As in 2016, when Spain shocked the world and earned the ticket to Rio, Edmundo Olfos will again be the Chilean coach, and Felipe Brangier one of his star players. In fact, from that Cóndores 7s side, they are the only two that are returning.
“In 2016, we came unstuck in the quarter-finals; it wasn't a good tournament for us," recalls Olfos. "On our way to Monaco, we played in Rome a week before and it wasn't a good strategy. The long time away affected us, the team did not take it well. And we were not at our performance peak."
That peak arrived at the start of 2019, even if they did not have a good Olympic Qualification Tournament. "We couldn't master the challenges of weather," recalls Olfos, of a tournament played at home in Santiago against wet and cold conditions. Argentina confirmed their ticket to Tokyo, while Brazil and Chile qualified for Monaco.
The Brazilian Tupis have removed themselves from the Repechage due to COVID-19 restrictions, leaving Chile to carry the regional flag in the men's tournament, with Argentina and Colombia as the two women's representatives.
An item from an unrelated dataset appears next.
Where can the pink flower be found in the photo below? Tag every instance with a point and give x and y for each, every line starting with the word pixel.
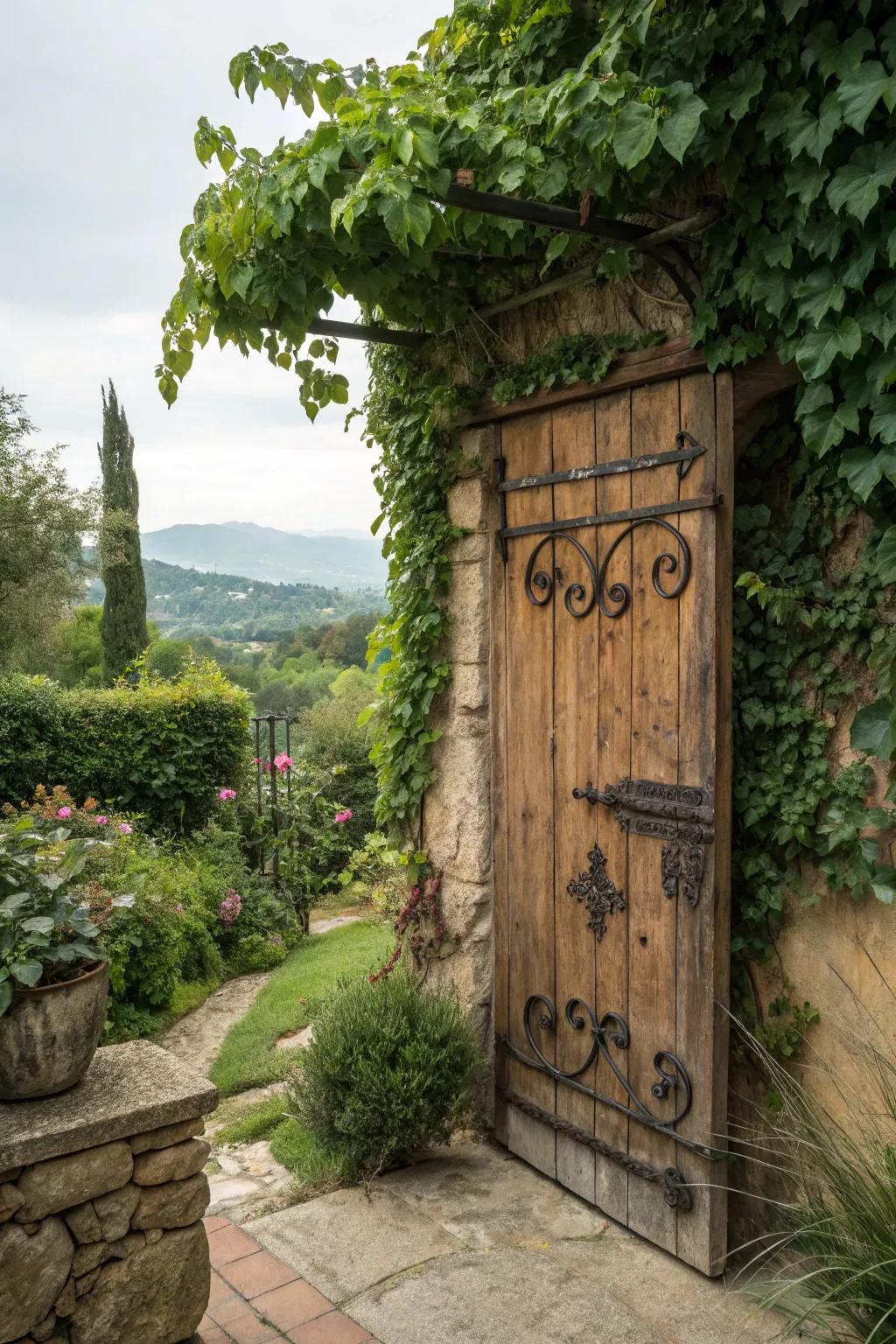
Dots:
pixel 230 907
Chile trusts that they will reach the tournament in good stead. Rugby activities stopped, naturally, at the start of the pandemic, but could slowly return to action, with young players with bright futures and a group of experienced leaders combining.
“Personally, when something is out of my influence sphere, I let it go," said Olfos, on dealing with the challenges of COVID-19.
“Having faith in scientists and knowing that at some stage things would get better, I always expected that things would get better and we'd move ahead.
"I kept my cool. This stop gave us time to recover some injuries, such as Felipe Brangier's.
“Out of all the bad, there were good things," added former Rugby World Cup Sevens player Olfos, stating that "players were able to develop weapons for sevens".
One eye on Cape Town 2022
Chile have already played in warm-up tournaments in Madrid and Dubai, as crucial preparation for Monaco.
Brangier, who has been in the sevens team for over a decade, explained: "We are one of the few teams that have had match action. These preparation tournaments allowed new players the opportunity to gain experience at this level, also allowing us to get rid of the bad vibes of not being able to play for so long."
Brangier and Benjamín Devits will be the experienced heads in the team. "The rest are players of the future, with bright futures but still a bit green; they go to start somewhere. They reach the team with a better preparation to the one we used to have at their age; because of this, reaching a high standard is much quicker," said Brangier, who had to postpone his wedding three times due to COVID-19 restrictions before finally tying the knot. He also recovered from a knee operation after an injury sustained in the Uruguay stop of the inaugural HSBC World Rugby Sevens Challenger Series, where Chile finished in fourth place.
Even if Tokyo is the big short-term goal, Rugby World Cup Sevens 2022 in Cape Town and a medal at the Pan American Games in Santiago 2023 are all on the agenda for this Chilean side. But first things first, a tough pool in Monaco, with France, Hong Kong, Uganda and Jamaica, awaits.
“We have to have the perfect tournament, play consistently in each game, make no unforced errors that have previously cost us dearly in games and tournaments. All connected and focused. And we must have possession as we are more dangerous in attack than defence," stated Brangier.
About the opposition, Olfos added: "France first, Hong Kong next – two very tough games. Our bet is to give a big surprise.
“In Dubai, the French had a very good team, with many youngsters. They put 40 points on us. This game will be very big on the mental side.
“Hong Kong is always a very professional team, with good players and staff. They are also competitive, similar to us. We don't know how they've been preparing."
There is also a lot of respect for Jamaica and Uganda: "very dangerous, they play very much like Kenya. In sevens, the young team can take the big one head-on.
“Not reaching the goal in Monaco won't be a failure. Ours is a young team that will aim for Rugby World Cup Sevens and a medal in Santiago 2023," closed Olfos, hinting that, with most of his players around 21 and 23 years old, the future is very bright.